There’s enough footage from the unfinished production to make the case for Welles’ innovative spirit lingering in every moment of his movie, including a shocking sex sequence featuring his partner Oja Kodar and a lengthy party scene with cameos from some of the greatest filmmakers alive at the time. Netflix viewers who start with “They’ll Love Me When I’m Dead” are likely to give the Welles restoration a shot, especially once they realize just how much Welles endured while attempting to lock picture. Neville’s documentary scans it all: the abrupt departure of producer Andrzej Gomez, who financed the bulk of the project; a lawsuit with Iranian investors hobbled by that country’s sudden revolution; a last-ditch attempt to beg for money that forced the director to turn a lifetime achievement award speech into a fundraising gig.

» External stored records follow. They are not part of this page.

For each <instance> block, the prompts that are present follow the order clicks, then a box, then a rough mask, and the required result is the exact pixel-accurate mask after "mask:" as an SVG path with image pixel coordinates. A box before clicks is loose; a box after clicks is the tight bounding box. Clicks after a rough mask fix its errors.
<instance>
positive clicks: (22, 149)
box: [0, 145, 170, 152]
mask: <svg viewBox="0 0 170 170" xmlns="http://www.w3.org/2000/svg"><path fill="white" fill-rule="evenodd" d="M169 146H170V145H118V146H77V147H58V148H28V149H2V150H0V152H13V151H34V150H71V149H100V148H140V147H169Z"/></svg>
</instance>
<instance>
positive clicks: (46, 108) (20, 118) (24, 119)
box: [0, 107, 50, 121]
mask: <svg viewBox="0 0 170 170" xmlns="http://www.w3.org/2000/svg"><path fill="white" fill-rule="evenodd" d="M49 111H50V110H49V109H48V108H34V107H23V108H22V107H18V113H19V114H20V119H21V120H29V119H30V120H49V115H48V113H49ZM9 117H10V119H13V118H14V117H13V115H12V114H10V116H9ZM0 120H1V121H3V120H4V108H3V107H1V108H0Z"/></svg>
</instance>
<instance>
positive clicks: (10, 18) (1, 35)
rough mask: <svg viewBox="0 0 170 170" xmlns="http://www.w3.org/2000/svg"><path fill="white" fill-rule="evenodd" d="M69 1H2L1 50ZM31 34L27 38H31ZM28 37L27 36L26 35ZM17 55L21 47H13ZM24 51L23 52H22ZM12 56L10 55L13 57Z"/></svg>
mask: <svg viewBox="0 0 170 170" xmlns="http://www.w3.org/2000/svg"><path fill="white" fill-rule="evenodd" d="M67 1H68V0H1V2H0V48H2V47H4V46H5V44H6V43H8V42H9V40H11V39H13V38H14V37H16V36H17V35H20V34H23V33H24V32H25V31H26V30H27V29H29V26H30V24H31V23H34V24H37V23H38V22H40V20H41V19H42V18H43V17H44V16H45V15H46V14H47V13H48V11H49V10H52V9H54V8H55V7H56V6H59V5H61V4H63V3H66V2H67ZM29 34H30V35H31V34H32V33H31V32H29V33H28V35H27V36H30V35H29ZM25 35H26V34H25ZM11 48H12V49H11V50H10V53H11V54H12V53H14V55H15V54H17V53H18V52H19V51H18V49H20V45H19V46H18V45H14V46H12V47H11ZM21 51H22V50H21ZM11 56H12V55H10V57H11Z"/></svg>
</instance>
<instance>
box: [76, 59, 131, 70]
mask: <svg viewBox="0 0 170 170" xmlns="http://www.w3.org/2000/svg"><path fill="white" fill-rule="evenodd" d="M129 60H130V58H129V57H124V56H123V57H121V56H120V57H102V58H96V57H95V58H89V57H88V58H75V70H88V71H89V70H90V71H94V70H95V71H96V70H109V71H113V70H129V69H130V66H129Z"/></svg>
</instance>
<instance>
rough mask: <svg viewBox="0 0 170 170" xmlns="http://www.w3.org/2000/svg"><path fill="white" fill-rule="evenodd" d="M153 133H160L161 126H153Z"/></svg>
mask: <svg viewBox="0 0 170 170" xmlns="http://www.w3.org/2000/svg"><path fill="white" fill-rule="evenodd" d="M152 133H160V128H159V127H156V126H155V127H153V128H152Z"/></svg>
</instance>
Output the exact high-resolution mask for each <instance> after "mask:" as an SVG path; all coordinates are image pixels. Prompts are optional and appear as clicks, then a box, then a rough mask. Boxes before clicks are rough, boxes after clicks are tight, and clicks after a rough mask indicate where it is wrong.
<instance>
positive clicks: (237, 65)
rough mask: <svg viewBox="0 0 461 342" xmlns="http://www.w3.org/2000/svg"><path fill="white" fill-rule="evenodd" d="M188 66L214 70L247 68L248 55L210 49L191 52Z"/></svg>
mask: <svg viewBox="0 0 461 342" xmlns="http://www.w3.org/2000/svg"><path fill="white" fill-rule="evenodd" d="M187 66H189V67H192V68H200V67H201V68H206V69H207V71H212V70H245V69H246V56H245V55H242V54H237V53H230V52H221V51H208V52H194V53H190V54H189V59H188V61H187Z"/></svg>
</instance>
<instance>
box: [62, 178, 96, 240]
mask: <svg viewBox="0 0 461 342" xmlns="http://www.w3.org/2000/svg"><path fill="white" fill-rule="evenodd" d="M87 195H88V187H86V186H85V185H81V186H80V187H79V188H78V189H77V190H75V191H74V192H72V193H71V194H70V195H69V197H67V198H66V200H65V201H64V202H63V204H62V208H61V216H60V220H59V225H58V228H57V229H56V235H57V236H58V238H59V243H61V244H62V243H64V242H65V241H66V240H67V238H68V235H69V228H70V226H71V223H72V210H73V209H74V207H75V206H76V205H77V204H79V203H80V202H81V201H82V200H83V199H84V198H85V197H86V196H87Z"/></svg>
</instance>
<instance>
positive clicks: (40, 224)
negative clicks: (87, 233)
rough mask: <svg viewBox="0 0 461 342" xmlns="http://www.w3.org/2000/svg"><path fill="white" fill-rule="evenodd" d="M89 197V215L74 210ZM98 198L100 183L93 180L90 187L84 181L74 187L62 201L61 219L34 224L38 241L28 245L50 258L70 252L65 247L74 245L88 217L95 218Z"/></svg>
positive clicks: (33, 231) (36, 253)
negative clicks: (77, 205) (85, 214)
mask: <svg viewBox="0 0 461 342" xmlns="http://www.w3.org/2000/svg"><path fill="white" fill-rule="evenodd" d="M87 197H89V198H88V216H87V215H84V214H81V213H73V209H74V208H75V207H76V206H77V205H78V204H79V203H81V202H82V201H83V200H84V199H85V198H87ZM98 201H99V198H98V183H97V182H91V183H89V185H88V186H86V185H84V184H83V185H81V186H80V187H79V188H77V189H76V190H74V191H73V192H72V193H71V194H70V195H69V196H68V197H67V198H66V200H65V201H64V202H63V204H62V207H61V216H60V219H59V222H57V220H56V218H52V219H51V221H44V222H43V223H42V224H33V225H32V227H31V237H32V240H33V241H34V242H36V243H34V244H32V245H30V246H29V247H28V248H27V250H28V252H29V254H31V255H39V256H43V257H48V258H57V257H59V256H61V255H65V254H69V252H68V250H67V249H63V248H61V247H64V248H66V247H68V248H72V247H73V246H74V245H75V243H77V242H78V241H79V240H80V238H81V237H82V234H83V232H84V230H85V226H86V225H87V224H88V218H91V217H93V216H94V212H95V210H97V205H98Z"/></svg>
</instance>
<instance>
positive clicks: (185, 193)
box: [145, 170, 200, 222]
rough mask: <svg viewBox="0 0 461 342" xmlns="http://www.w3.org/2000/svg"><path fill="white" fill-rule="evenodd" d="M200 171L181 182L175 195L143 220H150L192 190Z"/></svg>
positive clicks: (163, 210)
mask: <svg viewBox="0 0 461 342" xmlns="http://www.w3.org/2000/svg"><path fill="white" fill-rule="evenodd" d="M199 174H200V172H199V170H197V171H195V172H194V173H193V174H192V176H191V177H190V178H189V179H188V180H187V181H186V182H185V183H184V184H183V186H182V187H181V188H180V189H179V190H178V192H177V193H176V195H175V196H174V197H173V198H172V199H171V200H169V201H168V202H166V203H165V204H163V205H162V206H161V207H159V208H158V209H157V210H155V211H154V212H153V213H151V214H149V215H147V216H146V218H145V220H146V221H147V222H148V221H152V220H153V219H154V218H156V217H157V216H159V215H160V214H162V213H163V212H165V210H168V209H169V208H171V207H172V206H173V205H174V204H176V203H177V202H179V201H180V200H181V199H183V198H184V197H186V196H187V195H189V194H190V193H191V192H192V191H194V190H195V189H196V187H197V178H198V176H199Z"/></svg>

It’s a sad, ludicrous, and ultimately touching story, one that inevitably requires an assessment of Welles as a whole. The movie skims through his troubled childhood and the curse of making “Citizen Kane” at the age of 25, setting expectations impossibly high for the rest of his life as he was increasingly exiled from Hollywood. One peer describes “Wind” as “the bookend to ‘Kane,’” the final puzzle piece in a life of fragmented visions that also included unreleased curiosities like “It’s All True” and “The Dreamers.”

But now, at least, the bookend is complete. We’ll never be able to fully process Welles’ artistry with every nuance intact, but “They’ll Love Me When I’m Dead” is a testament to the rewarding process of looking for the big picture in the master’s career. Some of Neville’s subjects argue against the theory that Welles never actually wanted to finish his projects. Whether or not that’s true, “They’ll Love Me When I’m Dead” proves his success at turning the act of creation into a victory itself.

Grade: B+

“They’ll Love Me When I’m Dead” premiered at the 2018 Venice Film Festival. It will be available on Netflix on November 2.